Tony Rivetti Jr./Universal Studios
An inconvenient woman: Christine Collins (Angelina Jolie) just wants her son back — but the police keep trying to give her another boy.
An inconvenient woman: Christine Collins (Angelina Jolie) just wants her son back — but the police keep trying to give her another boy. Tony Rivetti Jr./Universal Studios
- Director: Clint eastwood
- Genre: Crime drama
- Running Time: 141 minutes
Rated R for threats to children and one graphically depicted death.
Tony Rivetti Jr./Universal Studios
Embarrassed by Collins' insistence that his department has reunited her with the wrong child, LAPD Capt. J.J. Jones (Jeffrey Donovan) has Collins committed to a psych ward.
Embarrassed by Collins' insistence that his department has reunited her with the wrong child, LAPD Capt. J.J. Jones (Jeffrey Donovan) has Collins committed to a psych ward. Tony Rivetti Jr./Universal Studios
A stately telling of a lurid real-life story, Changeling begins with a steadfast mother's search for her missing child. But it soon becomes a kind of changeling itself, morphing into another of director Clint Eastwood's jabs at institutional inhumanity.
Angelina Jolie, Hollywood's favorite globe-trotting uber-mommy, plays single mother Christine Collins. It's 1928 Los Angeles, and Christine supports herself and 10-year-old Walter as a roller-skating troubleshooter at the phone company's main switchboard, dealing with angry customers and overloaded circuits.
One Saturday, Christine is summoned to work as an emergency fill-in. When she returns home, Walter is gone. The Los Angeles cops don't seem too concerned.
Months later, a boy in Illinois is identified as Walter. The scandal-lashed police department needs some good news, so it summons the press to watch Christine's reunion with her son at L.A.'s Union Terminal.

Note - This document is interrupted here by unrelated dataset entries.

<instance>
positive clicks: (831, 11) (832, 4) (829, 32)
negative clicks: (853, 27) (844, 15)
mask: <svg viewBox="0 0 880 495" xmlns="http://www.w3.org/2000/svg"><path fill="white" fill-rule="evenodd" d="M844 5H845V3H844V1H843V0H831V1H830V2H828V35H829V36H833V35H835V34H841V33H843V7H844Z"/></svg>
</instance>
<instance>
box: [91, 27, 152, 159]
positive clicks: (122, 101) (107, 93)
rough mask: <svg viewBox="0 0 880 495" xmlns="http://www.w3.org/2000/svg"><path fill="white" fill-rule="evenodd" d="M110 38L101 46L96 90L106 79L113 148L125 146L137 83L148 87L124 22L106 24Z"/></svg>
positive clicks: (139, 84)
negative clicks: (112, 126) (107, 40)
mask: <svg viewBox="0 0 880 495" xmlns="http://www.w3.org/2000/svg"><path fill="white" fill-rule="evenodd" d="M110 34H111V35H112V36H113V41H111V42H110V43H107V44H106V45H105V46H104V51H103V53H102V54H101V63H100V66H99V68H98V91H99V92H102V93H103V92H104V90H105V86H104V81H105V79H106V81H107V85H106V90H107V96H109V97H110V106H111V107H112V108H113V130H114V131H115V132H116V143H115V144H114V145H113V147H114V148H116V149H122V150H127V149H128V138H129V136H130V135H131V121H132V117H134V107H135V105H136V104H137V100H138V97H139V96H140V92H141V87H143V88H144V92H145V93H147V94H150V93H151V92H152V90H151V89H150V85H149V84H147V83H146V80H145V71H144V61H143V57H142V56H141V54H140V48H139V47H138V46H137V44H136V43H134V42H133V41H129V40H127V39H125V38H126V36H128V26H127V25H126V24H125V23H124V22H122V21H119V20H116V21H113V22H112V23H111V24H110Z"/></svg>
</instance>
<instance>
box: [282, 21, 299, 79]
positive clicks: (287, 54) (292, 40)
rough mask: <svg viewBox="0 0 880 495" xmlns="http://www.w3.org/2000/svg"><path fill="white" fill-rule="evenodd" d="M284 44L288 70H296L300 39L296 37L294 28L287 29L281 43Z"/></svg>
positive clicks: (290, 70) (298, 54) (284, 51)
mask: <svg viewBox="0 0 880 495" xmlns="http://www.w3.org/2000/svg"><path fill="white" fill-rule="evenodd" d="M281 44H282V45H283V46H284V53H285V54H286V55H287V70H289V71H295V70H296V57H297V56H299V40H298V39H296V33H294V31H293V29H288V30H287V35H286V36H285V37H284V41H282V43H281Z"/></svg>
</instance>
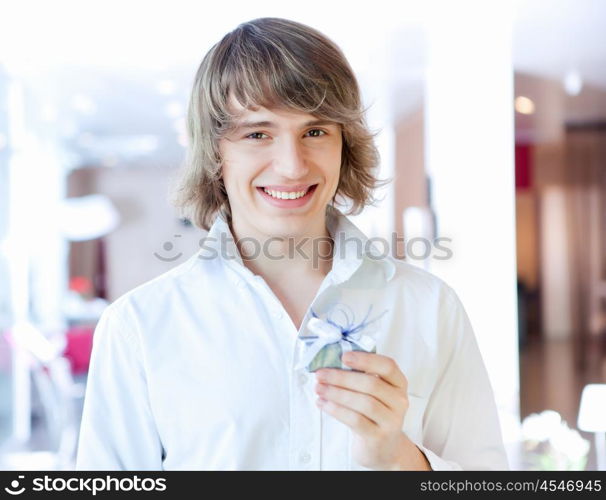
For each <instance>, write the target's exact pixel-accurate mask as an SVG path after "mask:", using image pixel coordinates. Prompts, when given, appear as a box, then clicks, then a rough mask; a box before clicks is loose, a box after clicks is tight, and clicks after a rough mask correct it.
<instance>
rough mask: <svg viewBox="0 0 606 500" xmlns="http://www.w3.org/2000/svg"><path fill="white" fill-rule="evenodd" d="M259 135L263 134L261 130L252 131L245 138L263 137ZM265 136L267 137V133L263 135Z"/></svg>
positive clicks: (254, 137)
mask: <svg viewBox="0 0 606 500" xmlns="http://www.w3.org/2000/svg"><path fill="white" fill-rule="evenodd" d="M261 135H265V134H264V133H263V132H253V133H252V134H250V135H247V136H246V138H247V139H263V137H259V136H261ZM265 137H267V135H265Z"/></svg>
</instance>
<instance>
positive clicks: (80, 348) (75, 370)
mask: <svg viewBox="0 0 606 500" xmlns="http://www.w3.org/2000/svg"><path fill="white" fill-rule="evenodd" d="M93 332H94V328H90V327H73V328H70V329H69V330H68V331H67V333H66V341H67V345H66V347H65V351H63V356H64V357H66V358H67V359H68V360H69V362H70V365H71V368H72V374H74V375H80V374H84V373H87V372H88V365H89V363H90V355H91V352H92V349H93Z"/></svg>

So Capt. J.J. Jones (Jeffrey Donovan) is not pleased when Christine says the kid is not hers. He insists that she's mistaken and presses her to take "Walter" home with her and get reacquainted. She does, but she doesn't change her mind. In fact, she finds physical evidence that the boy is not Walter.
To Jones, Christine's refusal to accept the replacement Walter is a problem — not for her or for the boy, but for the police department's image. He has Christine sent to a psychiatric ward, where she meets other women who've been committed simply because they annoyed a cop.
Like so many embattled single moms in Hollywood movies, Christine has no friends or family. But she draws the attention of a crusading radio preacher (John Malkovich), who condemns police corruption and demands Christine's release.
Then the distraught mother gets another, more horrifying form of support: A teenager (Eddie Alderson) tells the police he was forced to help pluck kids from L.A.'s streets and take them to a nearby farm to be murdered.
At this point, Changeling becomes a two-barreled courtroom drama, as Eastwood cuts between the trial of the alleged child killer (Jason Butler Harner) and a public hearing on LAPD malfeasance.
Based on police files, J. Michael Straczynski's script is too stuffed with incident to have much room for psychological nuance. The characters are either upright or malevolent, depending on whether they represent the average man or the decadent establishment. Even Malkovich, whose performances usually have a sly undertone, portrays a character with no apparent self-interest. Only Harner's accused murderer is intriguingly (and disturbingly) unpredictable.
Although originally set to be directed by Ron Howard, Changeling suits Eastwood well. The director provides his own low-key jazz score, and he meticulously evokes pre-freeway Los Angeles, a Midwestern-style city of bungalows and streetcars where color is only beginning to seep into cinematic images.
Because it centers on a missing child, Changeling recalls Eastwood's Mystic River — yet that movie, which explored the weaknesses of its central characters, is not typical of the director's recent work.
More characteristic are films in which a driven protagonist faces the rigid ideology of a major institution: the Catholic Church (Million Dollar Baby), the U.S. or the Japanese military (Flags of Our Fathers and Letters from Iwo Jima), and now the long-notorious LAPD.
And so the powerful but mostly one-dimensional Changeling, ultimately, isn't really a mother's story. Instead, it's another step in Cowboy Clint's evolution as a liberal-minded political filmmaker.